L’obiettivo è quello di fornire a costruttori e armatori uno strumento di progettazione e di valutazione sperimentale, per avere la certezza che le onde elettromagnetiche emesse dalla strumentazione di bordo non vadano a compromettere la salute delle persone e non pregiudichino le prestazioni degli altri apparati.
Lo yacht MY Suerte di Tankoa è stata la prima imbarcazione ad essere sottoposta a questa fase di valutazione sperimentale, tramite cui si è potuta verificare la conformità alle direttive europee.
IMPATTO AMBIENTALE DEGLI YACHT
RINA Services sta sviluppando una notazione di classe che indichi l’impatto ambientale di uno yacht, prendendone in considerazione l’intero ciclo di vita. Attraverso le nuove norme volontarie, sarà possibile misurare l’impronta ambientale di una barca in termini di impatto sul cambiamento climatico (Global Warning Potential) e sull’acidificazione dell’acqua (Acidification Potential).
Il Life Cycle Assessment (valutazione del ciclo di vita), o LCA, sarà usato per calcolare come l’intero ciclo di vita dell’imbarcazione impatti sull’ambiente, dall’estrazione delle materie prime allo smaltimento finale, valutando una serie di dati, tra cui il consumo energetico e di materiali e le emissioni nell’aria, nell’acqua e nel terreno.
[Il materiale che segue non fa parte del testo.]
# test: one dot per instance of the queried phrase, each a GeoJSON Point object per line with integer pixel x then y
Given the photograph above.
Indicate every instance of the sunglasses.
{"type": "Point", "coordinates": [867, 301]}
Inoltre, la notazione LCA di RINA Services consentirà di valutare anche gli aspetti sociali del processo di costruzione e manifatturiero del mezzo, come la sicurezza sul lavoro, le pari opportunità e l’assenza di lavoro minorile.
I CORSI PER LA GESTIONE DELLE MARINE
L’aumento delle marine e dei porti turistici ha portato allo nascita di una nuova professione, il “Marina Manager”. Per aiutare i professionisti a distinguersi per qualifica e professionalità, RINA Services ha introdotto una certificazione unita ad alcuni corsi per questa figura, che si integra nello schema MaRINA Excellence, volto a premiare le marine virtuose in termini di: servizi offerti, sicurezza e protezione ambientale.
UN NUOVO YACHTING MANAGER PER IL REGNO UNITO
RINA Services ha rafforzato la sua presenza nel Regno Unito nominando un nuovo Yacht Manager, Lewis Northcott. Con un’approfondita conoscenza del mercato della nautica inglese e sette anni di esperienza come Team Leader, durante i quali ha supervisionato la costruzione di 120 nuovi yacht, Northcott contribuirà a rendere i servizi forniti ai costruttori di yacht sempre più personalizzati.